The Secretary of State said in his statement that Ballymurphy should not have happened, and of course we all agree, but it did happen; and it happened again six months later, in the city of Derry. The Prime Minister now needs to come to that Dispatch Box and apologise properly, on behalf of us all, to the people of Ballymurphy.

“Entirely innocent”, Mr Speaker: “entirely innocent”. Does the Secretary of State accept then, given the time it can take, and has taken, for the families of the innocents to get the truth of events, that it must mean that justice does have no limitation? If so, will his Government pause now and reconsider their recent moves to create such a limit for justice?

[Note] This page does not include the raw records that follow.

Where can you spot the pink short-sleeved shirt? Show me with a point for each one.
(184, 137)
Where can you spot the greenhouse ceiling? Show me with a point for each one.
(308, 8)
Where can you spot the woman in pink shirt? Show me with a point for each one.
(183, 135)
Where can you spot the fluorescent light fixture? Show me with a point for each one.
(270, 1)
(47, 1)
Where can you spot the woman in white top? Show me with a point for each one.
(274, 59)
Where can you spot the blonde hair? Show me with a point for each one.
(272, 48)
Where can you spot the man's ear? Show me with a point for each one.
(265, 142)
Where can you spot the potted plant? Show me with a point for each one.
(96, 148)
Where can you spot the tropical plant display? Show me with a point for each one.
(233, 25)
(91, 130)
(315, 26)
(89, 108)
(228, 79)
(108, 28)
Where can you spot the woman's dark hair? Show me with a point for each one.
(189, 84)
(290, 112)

Look, as I said earlier, the Prime Minister has given an unreserved public apology for what happened in Ballymurphy. I am here, the Government are here today, not just apologising but taking accountability for what happened and what should not have happened, not just at the time of Ballymurphy—obviously that was unacceptable—but for what was also unacceptable: what has happened since, in that 50 years that we have had to wait. But in answer to the hon. Gentleman I will be very clear to the House, as I have been, I hope, through the course of this morning: we are determined that families need to get to the truth. They need to be able to know what happened. There are too many cases out there unresolved, where families do not have the information of what happened, and therefore it is impossible for them to be able to have an opportunity not only to know about their past but to really look forward to their future. We are determined to do that. There should not be a time limit on getting to the truth. We need to find a way—based on the fact that the current system is failing everybody—to have a system that can work, that gets to the truth and gets information, for the benefit of reconciliation in Northern Ireland and for those families.